With Myers-Powell as our charismatic conduit to this under-heard band of society, then, the film gradually builds a rich patchwork of individual stories from the fringe, unrestricted by age, race or even gender. Interview subjects range from Temeka, a homeless 15-year-old attempting to go straight after three years on the beat, to Marie, an older prostitute finally persuaded to accept Dreamcatcher’s support after falling pregnant a second time, to Myers-Powell’s own sister-in-law Melody, a fractiously married addict who describes herself as “unready” for the help so readily at hand. Myers-Powell’s nonjudgmental charity extends even to her reformed pimp Homer, a former oppressor who now contributes to (and, in turn, benefits from) the Foundation’s educational workshops.
As these contrasting individuals unpack their backstories, however, a common history of childhood sexual molestation emerges. Often delivered with the stoic calm that comes with a lifetime of unopposed violation, their wrenchingly frank accounts make “Dreamcatcher” suitably hard viewing, and far from a fuzzily inspirational self-help exercise. Yet Myers-Powell’s empathic, charismatic presence — whether listening to her charges with solemn intent, or jovially leading a classroom singalong of Mary J. Blige’s empowerment anthem “Just Fine” — proves as consistent a comfort to the audience as it is to those under her wing.

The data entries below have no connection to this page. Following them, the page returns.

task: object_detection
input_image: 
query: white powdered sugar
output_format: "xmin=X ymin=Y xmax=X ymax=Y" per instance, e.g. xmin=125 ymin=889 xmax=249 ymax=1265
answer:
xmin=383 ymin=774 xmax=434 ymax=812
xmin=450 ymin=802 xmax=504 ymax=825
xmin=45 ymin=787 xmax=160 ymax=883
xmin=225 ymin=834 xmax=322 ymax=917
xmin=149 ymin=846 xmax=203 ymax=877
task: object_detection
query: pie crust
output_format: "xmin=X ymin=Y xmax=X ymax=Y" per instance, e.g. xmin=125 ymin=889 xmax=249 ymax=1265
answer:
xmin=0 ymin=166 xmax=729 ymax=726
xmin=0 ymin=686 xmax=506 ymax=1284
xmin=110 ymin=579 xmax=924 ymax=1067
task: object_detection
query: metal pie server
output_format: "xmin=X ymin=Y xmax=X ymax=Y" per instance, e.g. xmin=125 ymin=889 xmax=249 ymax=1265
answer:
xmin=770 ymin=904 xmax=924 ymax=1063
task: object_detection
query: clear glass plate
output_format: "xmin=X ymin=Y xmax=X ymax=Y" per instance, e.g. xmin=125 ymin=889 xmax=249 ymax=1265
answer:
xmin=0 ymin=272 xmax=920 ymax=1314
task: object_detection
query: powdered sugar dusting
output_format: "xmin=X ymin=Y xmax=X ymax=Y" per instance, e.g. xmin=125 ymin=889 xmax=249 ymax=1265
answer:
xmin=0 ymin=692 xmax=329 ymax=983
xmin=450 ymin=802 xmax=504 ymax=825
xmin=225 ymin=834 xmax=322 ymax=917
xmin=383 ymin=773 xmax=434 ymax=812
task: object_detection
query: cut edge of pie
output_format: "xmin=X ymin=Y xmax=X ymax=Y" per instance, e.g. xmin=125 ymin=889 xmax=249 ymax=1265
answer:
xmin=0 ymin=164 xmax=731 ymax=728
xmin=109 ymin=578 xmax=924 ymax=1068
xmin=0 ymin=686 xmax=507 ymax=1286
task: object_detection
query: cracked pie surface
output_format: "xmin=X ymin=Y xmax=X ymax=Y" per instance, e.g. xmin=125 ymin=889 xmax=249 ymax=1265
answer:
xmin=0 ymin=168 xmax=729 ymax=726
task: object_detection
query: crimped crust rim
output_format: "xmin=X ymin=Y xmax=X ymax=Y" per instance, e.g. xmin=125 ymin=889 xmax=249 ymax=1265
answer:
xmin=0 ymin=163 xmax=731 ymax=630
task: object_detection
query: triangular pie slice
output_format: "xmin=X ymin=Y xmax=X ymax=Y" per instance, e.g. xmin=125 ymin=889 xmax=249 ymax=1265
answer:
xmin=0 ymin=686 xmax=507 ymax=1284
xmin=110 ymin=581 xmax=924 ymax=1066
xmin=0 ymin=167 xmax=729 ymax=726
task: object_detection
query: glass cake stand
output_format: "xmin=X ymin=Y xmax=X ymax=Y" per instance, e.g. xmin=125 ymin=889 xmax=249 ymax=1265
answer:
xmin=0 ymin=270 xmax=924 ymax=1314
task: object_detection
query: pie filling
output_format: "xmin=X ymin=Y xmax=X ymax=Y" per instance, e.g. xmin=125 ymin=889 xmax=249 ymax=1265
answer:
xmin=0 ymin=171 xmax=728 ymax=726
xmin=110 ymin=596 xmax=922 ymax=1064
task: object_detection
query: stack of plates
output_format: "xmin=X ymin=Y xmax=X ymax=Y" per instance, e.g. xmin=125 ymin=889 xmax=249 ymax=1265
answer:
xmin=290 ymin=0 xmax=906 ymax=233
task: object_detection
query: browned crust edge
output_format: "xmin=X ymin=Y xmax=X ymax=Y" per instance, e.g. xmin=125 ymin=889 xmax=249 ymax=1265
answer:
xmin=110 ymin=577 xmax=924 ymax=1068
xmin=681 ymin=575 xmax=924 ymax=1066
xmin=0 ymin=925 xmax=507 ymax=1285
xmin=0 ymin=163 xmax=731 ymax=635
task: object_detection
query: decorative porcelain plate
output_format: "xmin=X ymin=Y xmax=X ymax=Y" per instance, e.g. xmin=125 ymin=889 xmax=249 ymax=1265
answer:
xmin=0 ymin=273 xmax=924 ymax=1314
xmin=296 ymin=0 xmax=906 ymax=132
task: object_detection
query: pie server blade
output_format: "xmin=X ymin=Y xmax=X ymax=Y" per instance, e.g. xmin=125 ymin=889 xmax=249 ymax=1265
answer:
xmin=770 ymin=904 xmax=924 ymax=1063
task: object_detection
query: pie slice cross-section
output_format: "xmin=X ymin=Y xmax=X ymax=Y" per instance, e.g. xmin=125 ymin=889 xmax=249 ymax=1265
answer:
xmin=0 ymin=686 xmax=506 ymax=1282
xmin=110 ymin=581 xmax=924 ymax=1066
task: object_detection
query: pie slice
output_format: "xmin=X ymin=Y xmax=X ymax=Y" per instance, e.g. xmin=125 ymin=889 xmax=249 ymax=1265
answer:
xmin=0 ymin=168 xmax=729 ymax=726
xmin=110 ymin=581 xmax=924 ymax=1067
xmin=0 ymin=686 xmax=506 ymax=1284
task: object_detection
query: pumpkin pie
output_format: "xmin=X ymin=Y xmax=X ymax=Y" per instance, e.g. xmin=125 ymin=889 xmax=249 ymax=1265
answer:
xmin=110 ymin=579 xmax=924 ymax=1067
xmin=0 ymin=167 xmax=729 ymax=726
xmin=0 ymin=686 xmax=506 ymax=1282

Rightly confident in the potency of her raw material, Longinotto feels little compulsion to trick her film out with fussy or manipulative formal devices. Content is king here, which isn’t to dismiss the penetrating clarity of the helmer’s shooting style or the deft contribution of editor Ollie Huddleston, who knows exactly how long to linger on an interviewee’s face and surroundings — absorbing the finer nuances of their story even after they’ve said their piece.